Nach 18 Monaten Corona-Pandemie ist die Einschätzung möglich, dass die EU besser sein kann als ihr Ruf. Bis am Mittwoch sind 70.8 Prozent der Erwachsenen in der EU zweimal geimpft, knapp 60 Prozent der gesamten Bevölkerung.
Es hätte genügend Impfstoff für eine dritte Impfung. Die EU hat gleichzeitig 50 Prozent der in Europa hergestellten Impfstoffe in die ganze Welt exportiert. Es ist legitim, wenn die Präsidentin der EU-Kommission zuerst einmal ein Selbstlob ausspricht. Die EU sei ihren eigenen Weg gegangen, habe auf die Wissenschaft gesetzt und das sei letztlich erfolgreich gewesen, so von der Leyen.

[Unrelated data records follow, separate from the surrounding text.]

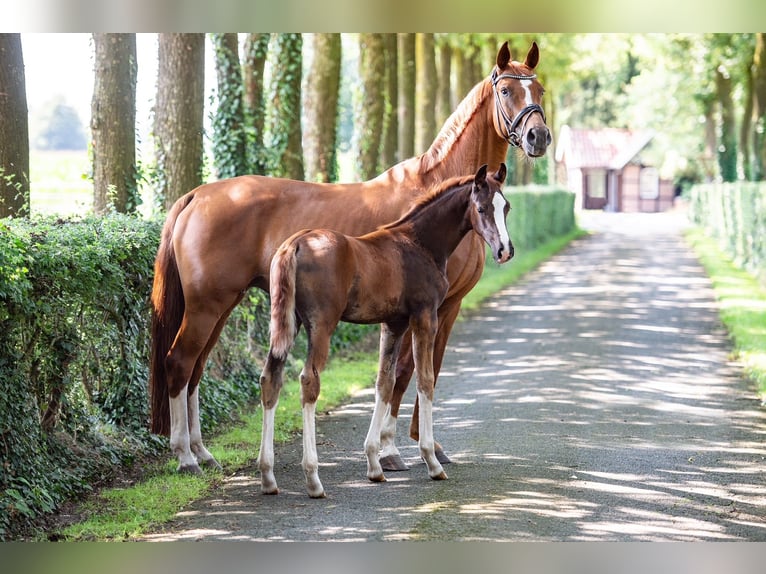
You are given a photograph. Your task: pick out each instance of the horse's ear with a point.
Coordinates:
(500, 174)
(481, 175)
(503, 56)
(533, 56)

Nachvollziehbare Auslassungen
Allerdings darf die Analyse nicht zu sehr ins Detail gehen. Ansonsten wird es unangenehm. Das Problem ist die Ungleichheit: Nur ein Drittel der Bevölkerung von Rumänien ist geimpft, nicht einmal ein Viertel in Bulgarien. Das fand keine Erwähnung vor dem EU-Parlament. Nachvollziehbar.

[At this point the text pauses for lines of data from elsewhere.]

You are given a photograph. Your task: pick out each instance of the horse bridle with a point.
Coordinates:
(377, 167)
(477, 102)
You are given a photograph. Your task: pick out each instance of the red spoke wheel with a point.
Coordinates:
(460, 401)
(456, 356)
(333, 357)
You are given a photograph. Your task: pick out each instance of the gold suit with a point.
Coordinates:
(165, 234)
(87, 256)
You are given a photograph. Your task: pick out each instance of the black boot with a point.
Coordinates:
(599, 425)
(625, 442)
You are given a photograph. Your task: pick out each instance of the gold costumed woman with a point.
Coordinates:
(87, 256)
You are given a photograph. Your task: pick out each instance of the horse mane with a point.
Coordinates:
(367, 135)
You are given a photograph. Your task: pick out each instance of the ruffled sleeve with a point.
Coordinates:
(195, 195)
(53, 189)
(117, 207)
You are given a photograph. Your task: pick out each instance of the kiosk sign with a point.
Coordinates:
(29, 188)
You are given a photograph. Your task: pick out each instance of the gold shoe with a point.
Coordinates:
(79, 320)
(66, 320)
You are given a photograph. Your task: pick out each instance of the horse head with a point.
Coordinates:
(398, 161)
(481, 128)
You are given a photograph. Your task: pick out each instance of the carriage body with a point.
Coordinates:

Auf dem Weg zur Genesung – um im Bild zu bleiben – ist die EU auch in Bezug auf die Klimapolitik. Die 27 EU-Staaten einigten sich auf strengere Auflagen, mehr Klimaschutz, der in kürzerer Frist erreicht werden muss. Die EU ist der erste grosse Wirtschaftsraum der Welt, der sich so strenge Auflagen selbst auferlegt. Exemplarisch sei das, so von der Leyen.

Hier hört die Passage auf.